The Chicago Cubs will announce plans at the Cubs Convention this weekend to renovate Wrigley Field, according to a source familiar with the situation.
President of business operations Crane Kenney will present a detailed design at a seminar Saturday afternoon, the source said.
The team had to table work on the ballpark due to a communication breakdown between Chicago Mayor Rahm Emanuel and the Ricketts family late last summer over a controversial ad proposed by a political action committee reportedly funded by Joe Ricketts. A proposal of the ad, designed to challenge President Barack Obama in the presidential election, reportedly resurrected details about Obama's relationship with his former South Side pastor, Rev. Jeremiah Wright, which was a story in the 2008 election. After some of Wright's controversial statements on race and government came out, Obama denounced the reverend and ended their association.
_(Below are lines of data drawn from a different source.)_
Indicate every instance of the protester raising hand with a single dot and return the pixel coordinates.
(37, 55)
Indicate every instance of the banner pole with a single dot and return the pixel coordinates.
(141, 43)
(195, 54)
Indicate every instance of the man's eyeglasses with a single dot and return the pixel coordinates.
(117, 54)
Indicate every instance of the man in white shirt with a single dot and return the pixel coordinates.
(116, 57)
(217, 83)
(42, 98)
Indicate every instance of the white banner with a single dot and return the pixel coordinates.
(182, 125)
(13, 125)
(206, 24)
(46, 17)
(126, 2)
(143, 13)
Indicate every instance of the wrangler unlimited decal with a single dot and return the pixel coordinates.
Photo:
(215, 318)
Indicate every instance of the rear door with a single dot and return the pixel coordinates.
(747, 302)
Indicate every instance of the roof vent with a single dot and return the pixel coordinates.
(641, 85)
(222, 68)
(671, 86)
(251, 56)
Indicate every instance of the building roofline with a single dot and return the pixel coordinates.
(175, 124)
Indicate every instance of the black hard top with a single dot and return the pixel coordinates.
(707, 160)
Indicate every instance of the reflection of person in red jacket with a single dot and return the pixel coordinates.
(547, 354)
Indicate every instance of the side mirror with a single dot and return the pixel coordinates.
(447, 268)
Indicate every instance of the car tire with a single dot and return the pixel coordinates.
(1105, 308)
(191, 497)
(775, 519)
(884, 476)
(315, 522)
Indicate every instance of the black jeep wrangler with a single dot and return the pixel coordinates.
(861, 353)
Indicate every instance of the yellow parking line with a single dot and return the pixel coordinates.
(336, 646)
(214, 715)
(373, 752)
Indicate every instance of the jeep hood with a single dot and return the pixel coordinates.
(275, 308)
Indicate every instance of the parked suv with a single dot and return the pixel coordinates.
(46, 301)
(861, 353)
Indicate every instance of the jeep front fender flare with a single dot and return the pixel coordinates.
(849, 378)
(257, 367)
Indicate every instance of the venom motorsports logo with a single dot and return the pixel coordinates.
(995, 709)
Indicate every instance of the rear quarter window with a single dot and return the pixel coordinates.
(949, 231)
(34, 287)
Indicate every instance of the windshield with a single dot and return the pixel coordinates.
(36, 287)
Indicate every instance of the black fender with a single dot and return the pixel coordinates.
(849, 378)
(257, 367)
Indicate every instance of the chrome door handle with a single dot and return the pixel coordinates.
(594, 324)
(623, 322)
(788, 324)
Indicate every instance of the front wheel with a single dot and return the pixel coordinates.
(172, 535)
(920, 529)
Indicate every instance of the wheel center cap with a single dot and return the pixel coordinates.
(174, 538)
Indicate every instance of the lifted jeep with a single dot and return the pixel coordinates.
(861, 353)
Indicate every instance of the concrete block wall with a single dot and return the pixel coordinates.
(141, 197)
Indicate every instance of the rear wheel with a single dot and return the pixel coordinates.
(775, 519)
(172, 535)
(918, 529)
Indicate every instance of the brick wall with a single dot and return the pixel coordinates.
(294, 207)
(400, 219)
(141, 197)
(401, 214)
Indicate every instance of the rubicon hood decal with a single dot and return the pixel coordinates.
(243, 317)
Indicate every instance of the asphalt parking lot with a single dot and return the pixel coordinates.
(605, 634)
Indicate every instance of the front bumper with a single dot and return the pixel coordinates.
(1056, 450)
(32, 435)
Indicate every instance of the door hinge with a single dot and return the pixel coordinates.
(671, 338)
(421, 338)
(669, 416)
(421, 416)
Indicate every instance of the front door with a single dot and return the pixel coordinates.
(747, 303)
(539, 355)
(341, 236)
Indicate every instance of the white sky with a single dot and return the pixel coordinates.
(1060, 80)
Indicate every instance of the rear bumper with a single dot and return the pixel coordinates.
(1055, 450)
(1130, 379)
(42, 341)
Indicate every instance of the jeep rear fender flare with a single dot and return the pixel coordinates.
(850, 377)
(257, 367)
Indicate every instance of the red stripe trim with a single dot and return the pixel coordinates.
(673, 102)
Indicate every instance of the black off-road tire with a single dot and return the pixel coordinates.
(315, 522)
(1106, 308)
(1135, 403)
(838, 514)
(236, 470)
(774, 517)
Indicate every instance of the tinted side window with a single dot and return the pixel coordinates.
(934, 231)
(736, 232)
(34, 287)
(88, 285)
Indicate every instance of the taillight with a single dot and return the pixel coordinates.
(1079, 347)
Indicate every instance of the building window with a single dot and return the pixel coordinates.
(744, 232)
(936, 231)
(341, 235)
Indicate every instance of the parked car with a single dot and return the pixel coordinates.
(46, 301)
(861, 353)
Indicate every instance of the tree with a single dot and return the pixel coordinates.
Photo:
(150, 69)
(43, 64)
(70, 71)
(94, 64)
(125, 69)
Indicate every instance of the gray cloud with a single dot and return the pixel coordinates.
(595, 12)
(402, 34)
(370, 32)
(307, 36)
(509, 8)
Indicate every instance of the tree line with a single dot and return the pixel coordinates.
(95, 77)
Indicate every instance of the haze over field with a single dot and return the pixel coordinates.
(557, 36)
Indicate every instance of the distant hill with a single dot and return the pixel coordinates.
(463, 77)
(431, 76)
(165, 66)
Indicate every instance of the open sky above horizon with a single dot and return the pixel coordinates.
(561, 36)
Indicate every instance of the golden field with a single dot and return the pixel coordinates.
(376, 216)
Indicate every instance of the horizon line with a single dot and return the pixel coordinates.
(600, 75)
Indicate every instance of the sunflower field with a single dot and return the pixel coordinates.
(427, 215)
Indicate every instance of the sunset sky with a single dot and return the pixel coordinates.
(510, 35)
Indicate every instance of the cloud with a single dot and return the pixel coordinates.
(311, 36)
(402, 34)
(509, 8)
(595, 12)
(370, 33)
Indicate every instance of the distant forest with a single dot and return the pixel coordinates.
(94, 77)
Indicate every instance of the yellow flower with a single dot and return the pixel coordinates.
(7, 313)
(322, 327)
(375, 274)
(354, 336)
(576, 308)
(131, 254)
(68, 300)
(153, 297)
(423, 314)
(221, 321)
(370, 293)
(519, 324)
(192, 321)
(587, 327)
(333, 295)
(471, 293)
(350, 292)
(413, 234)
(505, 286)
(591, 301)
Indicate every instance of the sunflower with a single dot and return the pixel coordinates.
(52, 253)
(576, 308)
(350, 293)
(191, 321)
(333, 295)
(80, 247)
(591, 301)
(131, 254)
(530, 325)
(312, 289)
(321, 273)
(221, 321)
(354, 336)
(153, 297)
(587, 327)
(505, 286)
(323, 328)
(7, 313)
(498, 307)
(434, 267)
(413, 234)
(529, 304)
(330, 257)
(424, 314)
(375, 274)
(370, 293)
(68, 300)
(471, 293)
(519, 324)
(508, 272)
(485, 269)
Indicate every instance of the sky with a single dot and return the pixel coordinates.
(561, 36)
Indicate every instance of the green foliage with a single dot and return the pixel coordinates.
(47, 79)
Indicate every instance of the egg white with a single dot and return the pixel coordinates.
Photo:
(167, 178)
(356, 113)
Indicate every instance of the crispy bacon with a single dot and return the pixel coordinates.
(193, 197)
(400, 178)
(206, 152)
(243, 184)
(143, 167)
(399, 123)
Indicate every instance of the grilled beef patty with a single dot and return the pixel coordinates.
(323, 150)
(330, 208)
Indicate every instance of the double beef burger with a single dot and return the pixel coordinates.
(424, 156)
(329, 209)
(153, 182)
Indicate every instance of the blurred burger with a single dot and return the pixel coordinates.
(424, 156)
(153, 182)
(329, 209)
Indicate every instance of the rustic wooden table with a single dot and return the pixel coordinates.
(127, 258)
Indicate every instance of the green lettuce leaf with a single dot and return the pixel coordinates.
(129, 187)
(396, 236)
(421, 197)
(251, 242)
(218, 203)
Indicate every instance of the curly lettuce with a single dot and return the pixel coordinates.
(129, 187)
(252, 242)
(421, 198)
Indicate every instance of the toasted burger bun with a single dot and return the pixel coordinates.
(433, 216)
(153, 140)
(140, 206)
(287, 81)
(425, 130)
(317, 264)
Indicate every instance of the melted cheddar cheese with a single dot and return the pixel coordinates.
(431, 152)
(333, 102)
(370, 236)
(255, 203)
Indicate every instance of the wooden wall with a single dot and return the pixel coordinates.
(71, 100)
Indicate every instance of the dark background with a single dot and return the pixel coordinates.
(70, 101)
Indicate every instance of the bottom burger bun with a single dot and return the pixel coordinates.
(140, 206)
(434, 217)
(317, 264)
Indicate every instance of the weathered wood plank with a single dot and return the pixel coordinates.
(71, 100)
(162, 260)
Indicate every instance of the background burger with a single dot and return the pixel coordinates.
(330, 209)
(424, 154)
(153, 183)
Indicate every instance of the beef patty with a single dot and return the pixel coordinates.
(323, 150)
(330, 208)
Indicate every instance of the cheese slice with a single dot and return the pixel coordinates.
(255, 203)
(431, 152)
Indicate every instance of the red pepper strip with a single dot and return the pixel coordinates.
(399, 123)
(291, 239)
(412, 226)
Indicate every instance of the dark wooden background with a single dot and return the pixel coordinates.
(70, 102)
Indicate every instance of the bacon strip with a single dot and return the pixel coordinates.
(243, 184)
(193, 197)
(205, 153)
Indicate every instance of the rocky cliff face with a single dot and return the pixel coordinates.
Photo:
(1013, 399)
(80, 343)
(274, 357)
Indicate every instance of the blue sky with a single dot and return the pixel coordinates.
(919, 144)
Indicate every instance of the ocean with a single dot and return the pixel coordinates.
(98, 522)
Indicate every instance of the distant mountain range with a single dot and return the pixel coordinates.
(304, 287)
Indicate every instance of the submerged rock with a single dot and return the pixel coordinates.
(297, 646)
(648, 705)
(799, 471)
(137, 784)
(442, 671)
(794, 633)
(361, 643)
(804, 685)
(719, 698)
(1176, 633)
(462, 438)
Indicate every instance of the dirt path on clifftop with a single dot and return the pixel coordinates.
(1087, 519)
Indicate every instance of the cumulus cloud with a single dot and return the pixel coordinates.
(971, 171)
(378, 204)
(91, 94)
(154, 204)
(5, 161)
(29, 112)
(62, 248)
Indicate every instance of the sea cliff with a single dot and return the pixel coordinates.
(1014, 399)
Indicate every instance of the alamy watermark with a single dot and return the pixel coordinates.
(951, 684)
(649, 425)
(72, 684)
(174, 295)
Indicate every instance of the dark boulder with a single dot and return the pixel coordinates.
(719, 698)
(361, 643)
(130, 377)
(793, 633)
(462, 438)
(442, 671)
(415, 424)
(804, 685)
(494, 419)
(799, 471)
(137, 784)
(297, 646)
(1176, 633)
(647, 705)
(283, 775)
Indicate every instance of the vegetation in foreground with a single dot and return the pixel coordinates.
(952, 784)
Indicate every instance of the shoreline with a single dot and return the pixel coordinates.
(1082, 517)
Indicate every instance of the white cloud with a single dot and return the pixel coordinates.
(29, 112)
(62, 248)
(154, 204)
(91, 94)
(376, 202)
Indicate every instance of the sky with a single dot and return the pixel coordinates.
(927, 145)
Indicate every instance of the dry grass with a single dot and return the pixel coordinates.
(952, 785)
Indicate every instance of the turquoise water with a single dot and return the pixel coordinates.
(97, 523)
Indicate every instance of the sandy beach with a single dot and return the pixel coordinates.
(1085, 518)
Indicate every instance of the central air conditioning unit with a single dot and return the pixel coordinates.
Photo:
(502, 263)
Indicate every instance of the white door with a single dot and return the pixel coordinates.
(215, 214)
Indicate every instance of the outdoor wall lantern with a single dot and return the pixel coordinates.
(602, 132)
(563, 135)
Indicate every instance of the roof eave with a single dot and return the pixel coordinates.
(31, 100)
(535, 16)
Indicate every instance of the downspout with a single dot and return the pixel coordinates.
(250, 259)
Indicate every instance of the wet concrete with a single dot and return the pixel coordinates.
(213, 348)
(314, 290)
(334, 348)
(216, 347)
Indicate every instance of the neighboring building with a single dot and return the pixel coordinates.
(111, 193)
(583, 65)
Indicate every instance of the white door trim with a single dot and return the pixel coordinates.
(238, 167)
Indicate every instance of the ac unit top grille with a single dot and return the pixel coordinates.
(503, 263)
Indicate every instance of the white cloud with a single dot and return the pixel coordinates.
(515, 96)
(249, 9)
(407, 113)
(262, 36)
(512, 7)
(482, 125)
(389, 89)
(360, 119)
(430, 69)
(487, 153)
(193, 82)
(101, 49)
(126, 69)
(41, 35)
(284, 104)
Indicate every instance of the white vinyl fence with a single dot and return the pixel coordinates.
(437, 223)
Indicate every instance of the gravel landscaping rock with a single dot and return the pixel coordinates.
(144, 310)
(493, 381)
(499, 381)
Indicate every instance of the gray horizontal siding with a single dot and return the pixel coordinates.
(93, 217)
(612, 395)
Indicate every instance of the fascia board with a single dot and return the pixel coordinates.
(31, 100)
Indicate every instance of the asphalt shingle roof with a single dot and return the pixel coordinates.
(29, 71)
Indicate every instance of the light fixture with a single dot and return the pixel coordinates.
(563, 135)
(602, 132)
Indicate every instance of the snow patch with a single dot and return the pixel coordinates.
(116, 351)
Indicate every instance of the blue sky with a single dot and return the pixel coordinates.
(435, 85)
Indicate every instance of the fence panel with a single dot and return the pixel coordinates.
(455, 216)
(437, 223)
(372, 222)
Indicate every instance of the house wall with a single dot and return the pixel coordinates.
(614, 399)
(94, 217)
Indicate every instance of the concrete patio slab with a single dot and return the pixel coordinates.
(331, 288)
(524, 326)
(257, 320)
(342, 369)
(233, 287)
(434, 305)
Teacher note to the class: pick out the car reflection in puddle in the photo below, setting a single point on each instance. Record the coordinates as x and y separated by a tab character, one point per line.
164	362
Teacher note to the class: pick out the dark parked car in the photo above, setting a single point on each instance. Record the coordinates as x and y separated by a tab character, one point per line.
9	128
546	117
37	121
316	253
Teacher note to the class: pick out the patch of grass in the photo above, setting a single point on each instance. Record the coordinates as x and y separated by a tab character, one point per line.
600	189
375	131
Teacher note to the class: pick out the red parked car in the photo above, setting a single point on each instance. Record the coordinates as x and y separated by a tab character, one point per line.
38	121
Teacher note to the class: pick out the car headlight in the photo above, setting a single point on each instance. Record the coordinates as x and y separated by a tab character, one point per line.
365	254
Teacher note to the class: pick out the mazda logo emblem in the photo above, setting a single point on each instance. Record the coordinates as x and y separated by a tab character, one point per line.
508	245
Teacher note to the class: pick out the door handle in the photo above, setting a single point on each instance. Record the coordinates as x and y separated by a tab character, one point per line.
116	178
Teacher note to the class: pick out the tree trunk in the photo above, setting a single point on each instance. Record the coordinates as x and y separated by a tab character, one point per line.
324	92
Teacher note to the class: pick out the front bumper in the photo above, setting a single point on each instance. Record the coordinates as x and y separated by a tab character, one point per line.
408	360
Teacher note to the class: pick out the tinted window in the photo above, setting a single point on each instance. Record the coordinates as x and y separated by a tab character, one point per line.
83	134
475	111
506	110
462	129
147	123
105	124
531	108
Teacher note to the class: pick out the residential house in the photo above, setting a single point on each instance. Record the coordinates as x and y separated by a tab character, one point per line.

Emanuel was once Obama's chief of staff and denounced the reported proposal. Tom Ricketts distanced himself from the Super PAC and the proposed ad and phoned Emanuel, who refused to speak to him, according to the Chicago Sun-Times.
The Cubs were close to a deal with Emanuel on the funding of a $400 million refurbishing of the ballpark, the source said. The money was to come from amusement tax on tickets sold that would be retired until the work at Wrigley was paid off.
The Cubs had hoped to have a renovation completed by 2014. At that point they would have petitioned Major League Baseball for the 2014 All-Star Game to help celebrate the 100-year anniversary of Wrigley Field.
The Cubs must get approval from the city of Chicago before they can do any significant renovations due to Wrigley's landmark status. The Cubs have not received the funding agreement to start the project, according to a source. With the 2013 season just 75 days away, any major work would not begin until the season ends.
The Cubs have been researching the feasibility of a giant electronic scoreboard that could be placed in the outfield or on a rooftop across from the ballpark. Any type of noise or light producing object must get the support and approval of the Wrigley area residents as well as the city and state before installation.